Notons que les différents États et institutions qui fournissent ces semences en restent propriétaires. En effet, si une variété de culture vient à disparaître, les États et institutions pourront récupérer les graines qu’ils ont déposées. Le coffre permet à chacun de garder son bien ! Si cela n’est bien sûr pas suffisant pour recréer l’ensemble de la biodiversité des végétaux, il s’agit d’un palliatif qui pourrait être d’un grand secours en cas de crise majeure et planétaire : changements climatiques, menaces nucléaires, effondrement de la biodiversité, épidémies, catastrophes naturelles, chute d’un météorite.
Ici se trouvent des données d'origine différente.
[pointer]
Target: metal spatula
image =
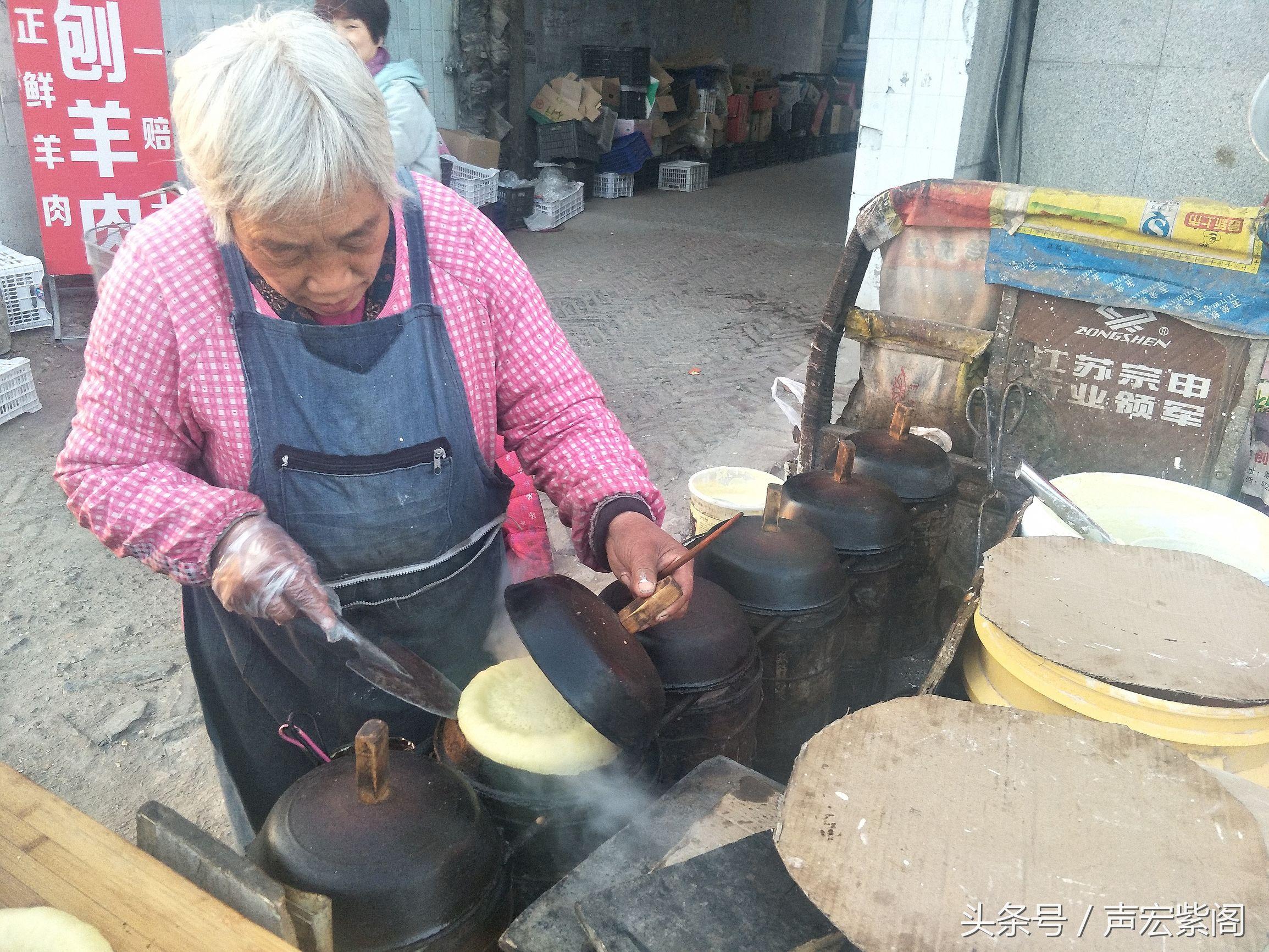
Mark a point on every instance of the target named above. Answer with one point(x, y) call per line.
point(396, 671)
En fait, on peut s’inquiéter du désintéressement de ce « jardin d’Eden ». Les noms bien connus des différents investisseurs sèment le trouble sur l’objectif réel de ce projet. En plus du gouvernement norvégien, on trouve le Global Crop Diversity Trust, financé et soutenu notamment par la Fondation Bill et Melinda Gates, la Fondation Rockefeller, Dupont/Pioneer, Syngenta. Officiellement, les graines pourraient être conservées pendant 400 à 500 ans, mais personne ne sait vraiment combien de temps elles pourront garder leur capacité à germer. Une incertitude qui sème le doute pour Guy Kastler, fondateur du Réseau Semences Paysannes : « le seul intérêt pour les multinationales c’est de déposer des brevets sur les séquences génétiques des graines ».

Il existe déjà des banques de semences à travers le monde qui conservent en plusieurs exemplaires les graines si précieuses. Les concentrer en un seul endroit, si les autres devaient fermer pour différentes raisons, pourrait au contraire, augmenter considérablement le risque que ce projet cherche à prévenir officiellement.